6/10
Little more than a "mood" piece
16 April 2007
Warning: Spoilers
It's hard, at first, to fathom why this film is so successful - perhaps it's because people think they've seen a 'meaningful' film - it lacks violence, sex (apart from a brief, off-screen reference and another brief scene in a strip club), swearing, and a clearly delineated plot, unfolding in a leisurely, low-key, melancholy, soporific fashion. So sure, it's not M:I3, but that doesn't automatically make it high art, or even a particularly good film, either. Too often Coppola seems content to let the camera sweep smoothly over night-life shots of Tokyo, or linger over Johanssen and Murray's serious faces, with perhaps some music sweeping over to make one think one's watching something 'meaningful.' (In fact, surprisingly for a woman director, Coppola seems to exploit the (admittedly beautiful) Johanssen somewhat - a long amount of time is spent in which the camera gazes on her, often partially clothed (though not nude or bare-breasted), and I was particularly troubled by the opening shot of her behind, which seems to have very little to do with the rest of the film apart from offering titillation for the audience.) The dialogue, which could have saved the movie, often fails to live up to expectations - the central scene, mentioned by another reviewer, where Murray and Johanssen are lying next to each other on the bed, and he gives her his thoughts on life, is quite touching, but he doesn't end up saying anything of much significance, just some bland generalisations about life/experience, and we never really get too many character insights. It's too elusive, too much concerned with surface, despite the fact that so many of its fans praise it for going deeper than most blockbusters. At times I felt I was watching an extended commercial, of the kind that seem prevalent nowadays - seductive visual images with meditative music transposed over the top, calming in a new age meditation kind of a way, but ultimately not saying much.
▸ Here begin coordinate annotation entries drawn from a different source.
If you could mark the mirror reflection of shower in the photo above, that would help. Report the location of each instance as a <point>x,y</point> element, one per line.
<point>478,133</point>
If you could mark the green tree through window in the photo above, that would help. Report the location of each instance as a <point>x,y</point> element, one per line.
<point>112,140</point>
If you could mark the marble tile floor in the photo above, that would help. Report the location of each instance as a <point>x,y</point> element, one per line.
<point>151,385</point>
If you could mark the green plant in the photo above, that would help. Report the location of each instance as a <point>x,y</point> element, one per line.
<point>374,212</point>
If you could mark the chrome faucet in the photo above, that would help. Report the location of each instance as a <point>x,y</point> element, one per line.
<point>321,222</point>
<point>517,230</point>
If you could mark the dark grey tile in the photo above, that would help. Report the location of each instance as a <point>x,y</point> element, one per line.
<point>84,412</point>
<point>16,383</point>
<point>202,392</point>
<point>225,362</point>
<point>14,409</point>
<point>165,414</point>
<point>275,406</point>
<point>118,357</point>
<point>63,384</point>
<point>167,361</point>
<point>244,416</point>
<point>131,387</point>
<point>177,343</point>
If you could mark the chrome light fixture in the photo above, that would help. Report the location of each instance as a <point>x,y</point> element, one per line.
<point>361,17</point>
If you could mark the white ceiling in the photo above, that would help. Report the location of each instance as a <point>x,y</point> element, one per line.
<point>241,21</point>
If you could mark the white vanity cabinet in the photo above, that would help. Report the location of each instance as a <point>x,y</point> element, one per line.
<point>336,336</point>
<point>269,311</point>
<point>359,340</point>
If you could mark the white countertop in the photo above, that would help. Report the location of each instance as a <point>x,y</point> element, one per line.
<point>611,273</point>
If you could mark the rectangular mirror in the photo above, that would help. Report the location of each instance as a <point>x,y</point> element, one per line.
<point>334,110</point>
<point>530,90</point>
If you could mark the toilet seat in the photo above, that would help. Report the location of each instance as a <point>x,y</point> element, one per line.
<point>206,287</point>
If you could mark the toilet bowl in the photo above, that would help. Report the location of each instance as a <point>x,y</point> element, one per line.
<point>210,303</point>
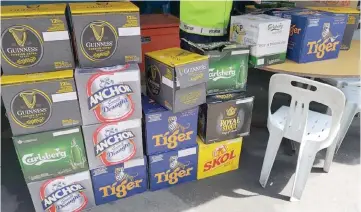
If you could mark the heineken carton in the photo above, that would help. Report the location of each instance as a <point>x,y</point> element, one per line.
<point>50,154</point>
<point>106,33</point>
<point>109,94</point>
<point>176,78</point>
<point>113,143</point>
<point>41,101</point>
<point>119,181</point>
<point>64,193</point>
<point>35,38</point>
<point>224,117</point>
<point>228,65</point>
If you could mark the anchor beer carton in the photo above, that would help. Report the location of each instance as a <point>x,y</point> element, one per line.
<point>228,65</point>
<point>166,131</point>
<point>41,101</point>
<point>50,154</point>
<point>224,117</point>
<point>219,157</point>
<point>35,38</point>
<point>63,193</point>
<point>109,94</point>
<point>172,168</point>
<point>113,143</point>
<point>106,33</point>
<point>176,78</point>
<point>119,181</point>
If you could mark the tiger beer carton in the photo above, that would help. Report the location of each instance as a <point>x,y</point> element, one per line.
<point>218,158</point>
<point>106,33</point>
<point>63,193</point>
<point>119,181</point>
<point>109,94</point>
<point>176,78</point>
<point>172,168</point>
<point>40,101</point>
<point>166,131</point>
<point>35,38</point>
<point>113,143</point>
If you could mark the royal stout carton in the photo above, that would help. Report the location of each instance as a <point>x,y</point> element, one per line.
<point>228,65</point>
<point>64,193</point>
<point>119,181</point>
<point>41,101</point>
<point>106,33</point>
<point>268,36</point>
<point>219,157</point>
<point>166,131</point>
<point>224,117</point>
<point>50,154</point>
<point>113,143</point>
<point>172,168</point>
<point>176,78</point>
<point>109,94</point>
<point>35,38</point>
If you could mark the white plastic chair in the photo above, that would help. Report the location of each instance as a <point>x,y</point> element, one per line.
<point>314,131</point>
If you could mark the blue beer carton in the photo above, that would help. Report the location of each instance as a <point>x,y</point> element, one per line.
<point>172,168</point>
<point>111,183</point>
<point>167,131</point>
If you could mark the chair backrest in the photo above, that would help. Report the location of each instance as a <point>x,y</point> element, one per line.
<point>300,100</point>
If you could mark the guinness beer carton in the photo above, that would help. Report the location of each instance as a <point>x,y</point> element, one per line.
<point>106,33</point>
<point>268,36</point>
<point>119,181</point>
<point>35,38</point>
<point>228,65</point>
<point>176,78</point>
<point>50,154</point>
<point>40,102</point>
<point>172,168</point>
<point>109,94</point>
<point>113,143</point>
<point>64,193</point>
<point>224,117</point>
<point>165,131</point>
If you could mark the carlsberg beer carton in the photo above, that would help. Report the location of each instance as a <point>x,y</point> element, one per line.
<point>106,33</point>
<point>172,168</point>
<point>165,131</point>
<point>119,181</point>
<point>176,78</point>
<point>268,36</point>
<point>64,193</point>
<point>113,143</point>
<point>224,117</point>
<point>40,102</point>
<point>50,154</point>
<point>109,94</point>
<point>228,65</point>
<point>35,38</point>
<point>219,157</point>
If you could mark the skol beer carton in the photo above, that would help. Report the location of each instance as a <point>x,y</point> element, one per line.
<point>176,78</point>
<point>50,154</point>
<point>224,117</point>
<point>218,157</point>
<point>109,94</point>
<point>268,36</point>
<point>40,102</point>
<point>64,193</point>
<point>106,33</point>
<point>119,181</point>
<point>228,65</point>
<point>35,38</point>
<point>113,143</point>
<point>172,168</point>
<point>165,131</point>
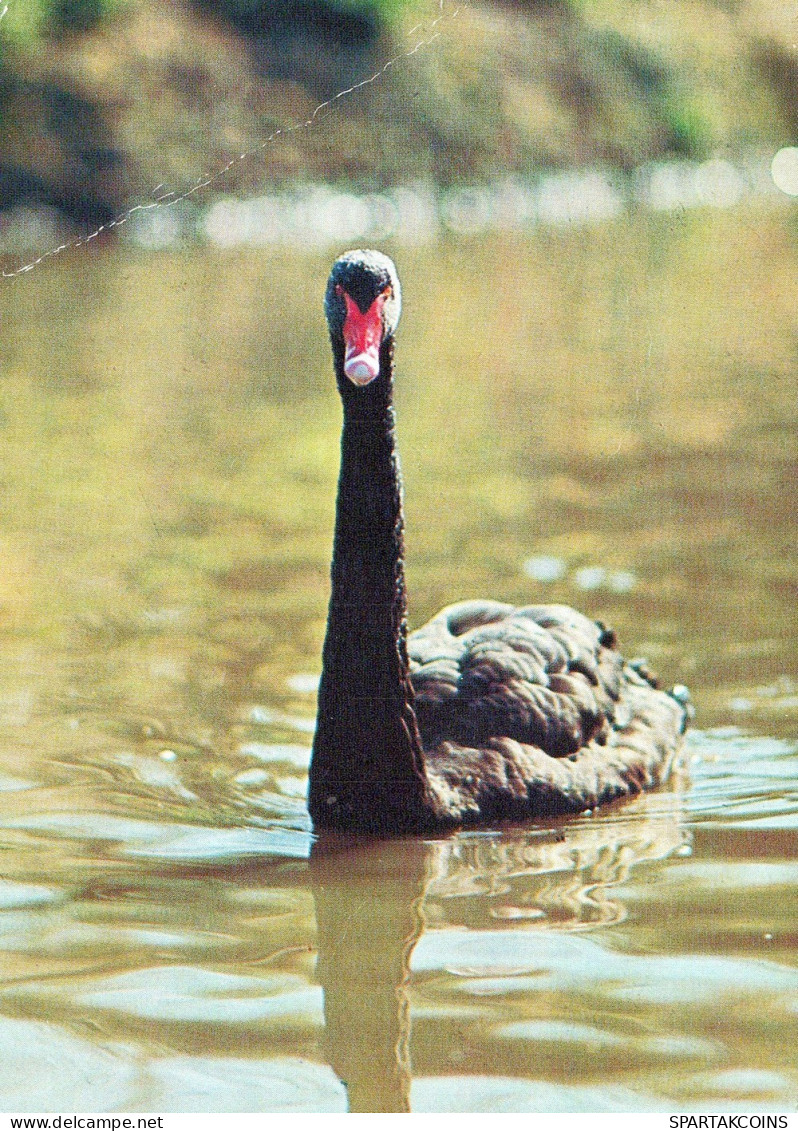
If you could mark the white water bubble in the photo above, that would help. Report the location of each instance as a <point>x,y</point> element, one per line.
<point>304,682</point>
<point>785,170</point>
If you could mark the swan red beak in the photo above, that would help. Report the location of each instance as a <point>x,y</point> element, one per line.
<point>363,338</point>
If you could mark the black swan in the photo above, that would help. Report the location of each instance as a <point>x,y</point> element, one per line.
<point>488,713</point>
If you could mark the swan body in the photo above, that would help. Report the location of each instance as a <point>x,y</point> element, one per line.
<point>488,711</point>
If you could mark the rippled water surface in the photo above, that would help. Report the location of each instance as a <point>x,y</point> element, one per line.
<point>601,417</point>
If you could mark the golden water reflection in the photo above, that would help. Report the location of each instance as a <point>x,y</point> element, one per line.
<point>618,434</point>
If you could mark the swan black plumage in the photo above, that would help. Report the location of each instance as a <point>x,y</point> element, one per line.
<point>488,713</point>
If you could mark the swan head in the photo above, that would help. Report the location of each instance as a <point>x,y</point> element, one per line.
<point>363,303</point>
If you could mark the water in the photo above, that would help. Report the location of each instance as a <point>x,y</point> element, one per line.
<point>597,417</point>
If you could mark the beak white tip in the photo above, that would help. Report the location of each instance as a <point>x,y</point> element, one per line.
<point>362,368</point>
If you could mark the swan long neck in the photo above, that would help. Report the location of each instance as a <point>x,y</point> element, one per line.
<point>367,766</point>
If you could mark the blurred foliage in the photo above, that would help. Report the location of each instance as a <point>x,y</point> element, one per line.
<point>163,92</point>
<point>28,22</point>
Here's a brief summary of the movie: Johanssen is bored and lonely in Tokyo because her husband (a photographer) is away all the time and thinks she is a snob. She's not sure what to do with her life after completing her philosophy degree at Yale, and wanders around the city, aimlessly searching for meaning. Murray is a washed-up film star doing whiskey commercials in Japan for a week. His phone conversations with his wife reveal a seemingly warm relationship, though as the film continues it becomes clear that he's going through something of a mid-life crisis; she's wrapped up in the kids and the trappings of domesticity (seen in the faxes she sends through about shelves and carpets), he's almost not needed, and life has lost some of its spark. Fairly predictably, he tries to rekindle with Johanssen, though - thank God - platonically. (In fact, this was one of the best aspects of the film - it resisted the temptation to become a romantic drama and instead enabled a slightly more perceptive look at human relationships in general. Probably the falsest part of the film was when Murray slept with another woman - it felt contrived and added little to plot or atmosphere.) In the end, though, he has to return to his family, Johanssen has to continue her search for meaning alone, and Murray's biggest act of rebellion is telling his wife he wants to start eating Japanese food. The problem is, they feel so aimless anyway that it's hard to feel too much sympathy for them - they're rich, with access to facilities which millions across the world could only dream of, and both have loving (if perhaps distanced) spouses - it could be argued that Coppola's analysing the emptiness at the heart of modern society, despite its wealth and power, but because the film is so elusive, it never really manages to summon itself up to SAY something - though it gives the impression that the viewer has been through something meaningful. Another problem is the treatment of the Japanese, which, as several other reviewers have noted, rarely rises beyond fairly cheap comical stereotyping - a far more potent analysis of the lack of understanding between cultures and the barriers constructed by language and custom could have been undertaken which would have added a whole layer of meaning to the film that, as it is, is only hinted at (as much by the title as anything).

There were many ideas, themes and threads only hinted at in the film, which, if developed further, could have ensured the experience that so many seem to think this already is. As with much contemporary artistic product, I feel that people are quick to praise LIT as wonderful because it so much as touches on deeper themes, whether or not it fully realises them or develops them in a convincing way. What should really be the benchmark should be art that actually succeeds in not just suggesting ideas beyond the vapidity of the mainstream, but carries them through and causes us, for example, to take a fresh look at the familiar (as opposed to us just leaving the cinema and saying 'how beautiful, how thought-provoking, how ARTISTIC, it must be a masterpiece').